In fact, providing students part-time jobs to make tuition money is a better way to spend dollars than even scholarships. Scholarships may attract the student at first and help answer hierarchy concern 2 Can I afford it, but the beneficial effect of a scholarship is short-lived. Once in, it is passé. If a school gave some scholarship in the form of part-time work, and even better, part-time work that could relate to major, that investment is one in retention and happiness. Imagine a chem. major helping in a lab. A soc major assisting a sociology prof and so on. These activities would connect the students to the school much more than an initial handout.

In Mistakes Were Made (but not by me) (Hartcourt:2007) Tavris and Aronson discuss the virtuous circles that can create a spiral that starts with a deed that helps another or an organization and increases another’s attachment to the person or organization.

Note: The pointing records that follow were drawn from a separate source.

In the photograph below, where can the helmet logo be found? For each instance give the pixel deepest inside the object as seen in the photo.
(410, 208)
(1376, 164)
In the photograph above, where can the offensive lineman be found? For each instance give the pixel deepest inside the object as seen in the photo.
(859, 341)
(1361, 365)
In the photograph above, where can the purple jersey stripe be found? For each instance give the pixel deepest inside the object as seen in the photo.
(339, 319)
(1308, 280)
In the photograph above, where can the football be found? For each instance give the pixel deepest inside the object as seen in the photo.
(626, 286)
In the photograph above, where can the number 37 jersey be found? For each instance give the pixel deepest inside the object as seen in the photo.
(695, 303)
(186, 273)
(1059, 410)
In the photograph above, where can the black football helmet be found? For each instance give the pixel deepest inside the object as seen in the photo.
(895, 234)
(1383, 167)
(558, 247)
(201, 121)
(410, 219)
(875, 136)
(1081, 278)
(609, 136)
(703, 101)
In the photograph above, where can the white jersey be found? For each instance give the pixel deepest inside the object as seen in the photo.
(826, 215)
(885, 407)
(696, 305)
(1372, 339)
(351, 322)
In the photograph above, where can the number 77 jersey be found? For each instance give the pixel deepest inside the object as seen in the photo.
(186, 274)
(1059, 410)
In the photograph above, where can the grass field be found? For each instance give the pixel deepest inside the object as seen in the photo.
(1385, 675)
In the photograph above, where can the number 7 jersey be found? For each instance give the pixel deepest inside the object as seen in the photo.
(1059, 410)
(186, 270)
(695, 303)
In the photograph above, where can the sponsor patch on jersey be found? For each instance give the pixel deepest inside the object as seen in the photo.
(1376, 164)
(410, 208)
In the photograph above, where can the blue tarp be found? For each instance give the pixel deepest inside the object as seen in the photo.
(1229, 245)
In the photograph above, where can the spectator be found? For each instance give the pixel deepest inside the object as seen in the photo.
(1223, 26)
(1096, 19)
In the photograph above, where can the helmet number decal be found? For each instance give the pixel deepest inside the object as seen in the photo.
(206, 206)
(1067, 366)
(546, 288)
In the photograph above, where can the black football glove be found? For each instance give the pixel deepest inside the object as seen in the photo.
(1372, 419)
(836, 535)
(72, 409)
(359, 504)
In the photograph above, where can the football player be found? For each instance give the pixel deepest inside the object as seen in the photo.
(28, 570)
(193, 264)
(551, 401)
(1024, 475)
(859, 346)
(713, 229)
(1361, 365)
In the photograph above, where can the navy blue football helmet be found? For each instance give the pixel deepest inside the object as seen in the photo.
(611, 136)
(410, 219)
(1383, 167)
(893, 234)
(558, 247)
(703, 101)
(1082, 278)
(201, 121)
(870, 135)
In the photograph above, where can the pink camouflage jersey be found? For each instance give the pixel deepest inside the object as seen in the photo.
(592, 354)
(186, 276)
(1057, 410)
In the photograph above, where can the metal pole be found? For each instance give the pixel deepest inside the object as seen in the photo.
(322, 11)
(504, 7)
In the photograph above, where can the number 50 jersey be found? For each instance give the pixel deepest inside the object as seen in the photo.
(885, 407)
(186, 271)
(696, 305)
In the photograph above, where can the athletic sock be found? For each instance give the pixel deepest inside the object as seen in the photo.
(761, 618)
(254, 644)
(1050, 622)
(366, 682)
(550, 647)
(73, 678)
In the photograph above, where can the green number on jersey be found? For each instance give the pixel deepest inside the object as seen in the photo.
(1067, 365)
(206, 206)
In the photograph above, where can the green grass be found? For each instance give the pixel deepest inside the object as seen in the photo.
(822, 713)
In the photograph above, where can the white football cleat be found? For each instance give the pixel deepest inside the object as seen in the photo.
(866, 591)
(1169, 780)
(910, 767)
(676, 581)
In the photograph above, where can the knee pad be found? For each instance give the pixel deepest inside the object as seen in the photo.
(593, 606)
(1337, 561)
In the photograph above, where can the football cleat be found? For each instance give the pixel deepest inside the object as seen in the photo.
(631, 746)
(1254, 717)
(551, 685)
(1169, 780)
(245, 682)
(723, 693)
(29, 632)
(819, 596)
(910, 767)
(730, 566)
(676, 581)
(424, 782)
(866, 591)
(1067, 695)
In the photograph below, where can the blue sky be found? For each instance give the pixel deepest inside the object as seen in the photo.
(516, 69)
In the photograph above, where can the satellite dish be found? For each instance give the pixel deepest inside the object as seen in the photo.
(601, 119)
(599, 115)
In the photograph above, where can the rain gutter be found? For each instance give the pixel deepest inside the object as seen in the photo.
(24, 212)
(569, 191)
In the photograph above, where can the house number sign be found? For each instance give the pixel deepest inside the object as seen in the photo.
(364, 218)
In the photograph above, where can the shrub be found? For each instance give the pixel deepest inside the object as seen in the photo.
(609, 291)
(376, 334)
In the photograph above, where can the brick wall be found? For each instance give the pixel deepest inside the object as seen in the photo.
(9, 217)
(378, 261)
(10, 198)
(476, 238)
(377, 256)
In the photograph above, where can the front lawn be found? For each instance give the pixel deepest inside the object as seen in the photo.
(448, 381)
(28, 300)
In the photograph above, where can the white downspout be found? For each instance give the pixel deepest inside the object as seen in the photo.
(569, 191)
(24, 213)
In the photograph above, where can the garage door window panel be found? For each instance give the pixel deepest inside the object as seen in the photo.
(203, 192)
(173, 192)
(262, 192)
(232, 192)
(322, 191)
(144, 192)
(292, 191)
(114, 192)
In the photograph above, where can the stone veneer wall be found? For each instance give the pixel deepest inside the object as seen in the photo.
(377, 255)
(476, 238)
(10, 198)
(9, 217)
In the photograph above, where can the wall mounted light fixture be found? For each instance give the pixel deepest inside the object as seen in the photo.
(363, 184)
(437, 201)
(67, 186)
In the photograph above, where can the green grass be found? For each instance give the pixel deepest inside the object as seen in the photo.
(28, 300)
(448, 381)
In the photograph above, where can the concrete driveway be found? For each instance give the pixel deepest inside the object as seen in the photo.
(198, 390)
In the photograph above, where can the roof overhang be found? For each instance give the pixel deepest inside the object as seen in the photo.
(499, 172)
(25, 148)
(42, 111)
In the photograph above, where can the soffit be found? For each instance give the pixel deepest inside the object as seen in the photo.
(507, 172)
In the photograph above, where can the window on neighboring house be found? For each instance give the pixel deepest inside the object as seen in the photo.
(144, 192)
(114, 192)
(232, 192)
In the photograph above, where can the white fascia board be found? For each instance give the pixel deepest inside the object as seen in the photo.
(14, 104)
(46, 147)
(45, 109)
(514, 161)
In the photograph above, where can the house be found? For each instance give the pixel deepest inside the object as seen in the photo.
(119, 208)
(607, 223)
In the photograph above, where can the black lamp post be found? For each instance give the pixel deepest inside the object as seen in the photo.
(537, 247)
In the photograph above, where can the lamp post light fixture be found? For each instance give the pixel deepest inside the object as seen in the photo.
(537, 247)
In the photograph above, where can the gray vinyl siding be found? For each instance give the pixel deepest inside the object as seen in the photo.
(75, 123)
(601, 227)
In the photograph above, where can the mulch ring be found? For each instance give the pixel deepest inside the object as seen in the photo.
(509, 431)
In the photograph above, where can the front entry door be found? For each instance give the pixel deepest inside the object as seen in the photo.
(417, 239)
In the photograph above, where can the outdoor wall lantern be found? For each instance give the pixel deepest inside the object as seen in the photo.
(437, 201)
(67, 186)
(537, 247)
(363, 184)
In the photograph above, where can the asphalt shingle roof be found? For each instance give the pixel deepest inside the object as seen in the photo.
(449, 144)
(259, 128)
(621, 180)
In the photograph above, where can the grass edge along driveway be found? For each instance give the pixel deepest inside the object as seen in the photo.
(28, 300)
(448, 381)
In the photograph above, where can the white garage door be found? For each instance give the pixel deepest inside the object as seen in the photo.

When people do a good deed…they will come to see the beneficiary of their generosity in a warmer light. Their cognition that they went out of their way to do a favor for this person is dissonant with any negative feelings they might have had about him. In effect, after doing the favor, they ask themselves: “Why would I do something nice for a jerk? Therefore , he’s not as big a jerk as I thought he was – as a matter of fact, he is a pretty nice guy who deserves a break.” (p.28)

Students who work at or participate in the university will also feel the institution is a positive place to be.

The truth of this can be seen and heard in what Jeffrey Docking, President of Adrian College in Michigan did to increase enrollment at the school. He added activities such as band, athletics and other co-curricular activities that would attract and retain students. Pres. Docking also did give every activity an enrollment goal which made it important for the coaches for instance to create a Cheers atmosphere in the Division III, no scholarships college. Without scholarships, the coaches had to use personal attachment and customer service to attract students so they could meet their goals. The result, a 91% increase in freshman enrollment that also translated into retention.

While some feared academic standards would suffer, the effect has been the opposite. The freshman class has a higher academic profile, and the percentage of freshmen who returned to second semester jumped from 77 to 93 -- the highest retention rate in the school's history.

Adrian is providing students the opportunity to engage in something they enjoy and the college at the same time. They get something out of playing sports, being in the band, writing the newspaper and so on. They invest in these activities. These activities also engage them in service to the activity and school thus increasing their ties to the college.

So, there is one customer service that colleges can provide the students that will also increase retention and happiness. That is the service of being active in the school and being able to serve it.